See how things get a little wonky? We're trying to configure a specific target (trg-controller
), but then the whole system seems to stumble, and we end up in an error state. The logs even show an AttributeError: 'NoneType' object has no attribute 'flag'
, which is definitely not what we want to see.
Why is this happening?
That's the million-dollar question, isn't it? To really nail this down, we need to dig into the underlying mechanisms that govern how addressed commands interact with the system's state management. It's like being a detective, piecing together clues to solve the mystery.

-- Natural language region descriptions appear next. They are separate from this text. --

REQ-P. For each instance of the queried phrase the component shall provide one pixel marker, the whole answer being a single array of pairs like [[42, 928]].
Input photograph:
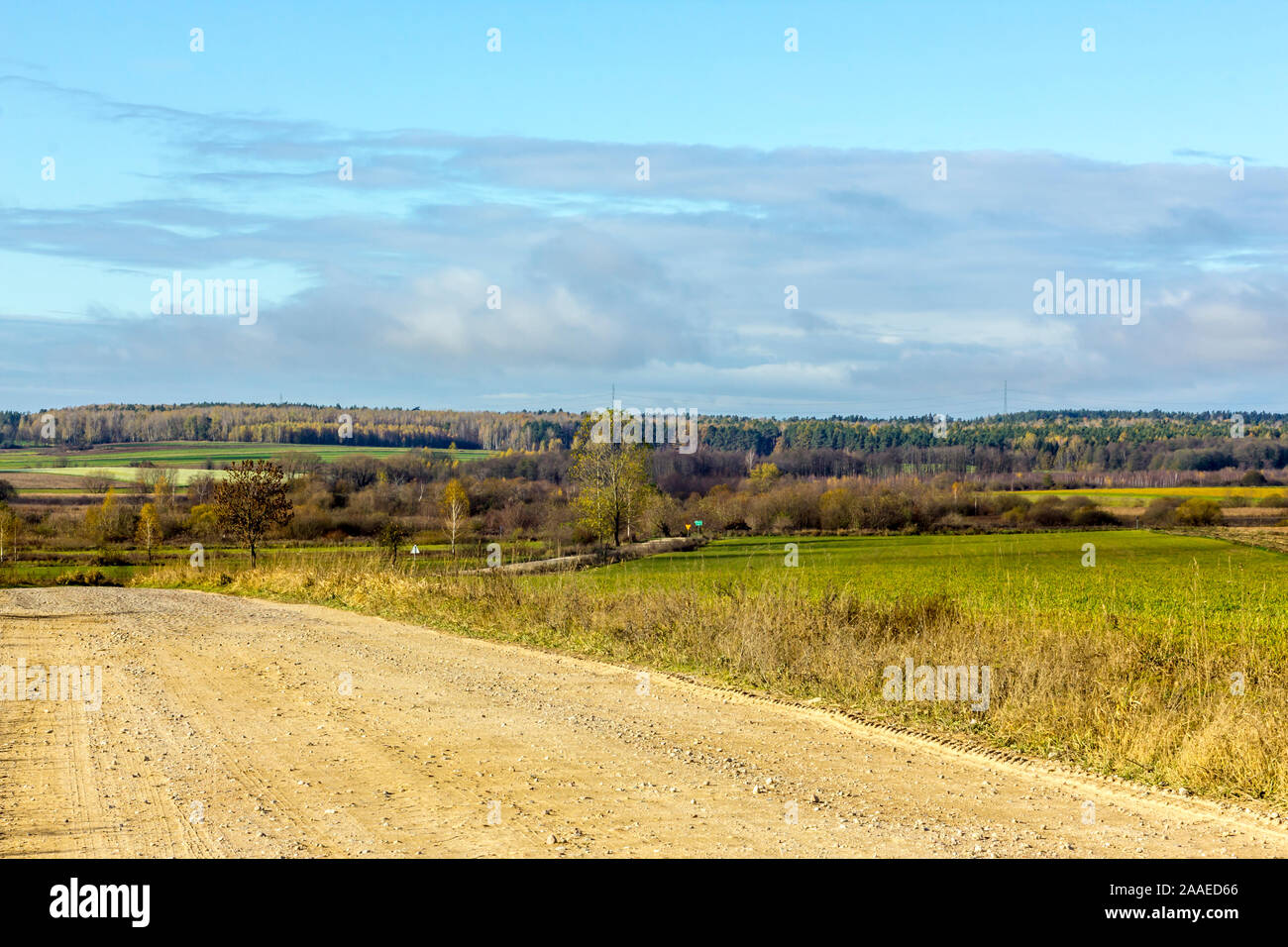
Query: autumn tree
[[149, 531], [456, 508], [612, 474], [108, 521], [252, 500], [389, 536]]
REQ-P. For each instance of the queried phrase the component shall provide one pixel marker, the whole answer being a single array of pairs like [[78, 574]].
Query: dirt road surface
[[235, 727]]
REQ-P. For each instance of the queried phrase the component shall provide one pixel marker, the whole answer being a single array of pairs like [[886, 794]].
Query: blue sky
[[767, 169]]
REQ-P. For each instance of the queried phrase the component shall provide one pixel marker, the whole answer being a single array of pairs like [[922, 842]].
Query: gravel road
[[236, 727]]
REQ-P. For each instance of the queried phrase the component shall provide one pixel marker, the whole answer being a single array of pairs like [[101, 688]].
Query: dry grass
[[1133, 702]]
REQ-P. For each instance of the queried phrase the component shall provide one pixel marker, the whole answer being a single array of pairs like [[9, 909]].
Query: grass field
[[1127, 668], [192, 454], [1175, 582], [1141, 496]]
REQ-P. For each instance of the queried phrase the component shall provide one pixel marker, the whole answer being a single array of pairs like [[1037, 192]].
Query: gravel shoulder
[[235, 727]]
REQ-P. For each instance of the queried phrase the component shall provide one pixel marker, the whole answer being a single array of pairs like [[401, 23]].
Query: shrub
[[1198, 512], [90, 578]]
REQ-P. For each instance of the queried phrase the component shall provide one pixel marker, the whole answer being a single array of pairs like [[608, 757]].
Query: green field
[[1179, 582], [1166, 661], [191, 455], [1142, 496]]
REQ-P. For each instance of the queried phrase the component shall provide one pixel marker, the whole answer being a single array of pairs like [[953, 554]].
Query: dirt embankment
[[235, 727]]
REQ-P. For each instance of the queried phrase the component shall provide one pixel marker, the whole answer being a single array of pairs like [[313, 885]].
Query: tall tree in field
[[456, 508], [149, 531], [389, 536], [11, 526], [253, 500], [612, 475]]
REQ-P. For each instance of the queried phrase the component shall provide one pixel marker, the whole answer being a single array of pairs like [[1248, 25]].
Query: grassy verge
[[1122, 697]]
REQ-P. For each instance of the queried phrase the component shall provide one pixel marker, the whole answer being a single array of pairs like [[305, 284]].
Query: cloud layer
[[914, 295]]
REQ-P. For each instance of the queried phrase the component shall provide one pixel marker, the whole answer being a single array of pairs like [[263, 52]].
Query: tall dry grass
[[1128, 701]]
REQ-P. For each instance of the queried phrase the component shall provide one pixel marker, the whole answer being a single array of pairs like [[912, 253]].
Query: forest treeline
[[1013, 444]]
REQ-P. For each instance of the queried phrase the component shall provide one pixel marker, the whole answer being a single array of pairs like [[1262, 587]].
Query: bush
[[91, 578], [1094, 515], [1198, 512], [1162, 510]]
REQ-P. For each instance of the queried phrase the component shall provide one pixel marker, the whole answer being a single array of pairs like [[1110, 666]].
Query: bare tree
[[252, 500], [456, 508]]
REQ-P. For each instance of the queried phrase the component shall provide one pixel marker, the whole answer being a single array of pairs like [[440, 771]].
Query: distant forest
[[1013, 444]]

Here's what we need to figure out:
- Why do we enter this error state in the first place? What's the specific trigger? Is it a timing issue, a misconfiguration, or something else entirely?
- What should the system do when it enters an error state? Should it halt? Should it attempt to recover? What's the ideal behavior?
- How can we recover from this error state? Are there specific commands or procedures we can use to get back on track?
Understanding these points is crucial for building a more robust and reliable system. It's not just about fixing the symptom; it's about understanding the root cause.
Breaking Down the Error
Let's dissect this a bit further. When we run conf --target trg-controller
, we're essentially telling the system to configure the trg-controller
and its associated components. The system should transition the trg-controller
from its initial state to a configured state. However, the error logs suggest that something goes wrong during this transition, leading to the AttributeError
and eventually the error state.
When we subsequently run conf
without a target, we're telling the system to configure everything. This is where things get even more interesting. The root-controller
ends up in an error state, even though other controllers might have configured successfully. This suggests that there's a cascading effect, where an error in one part of the system can impact other parts.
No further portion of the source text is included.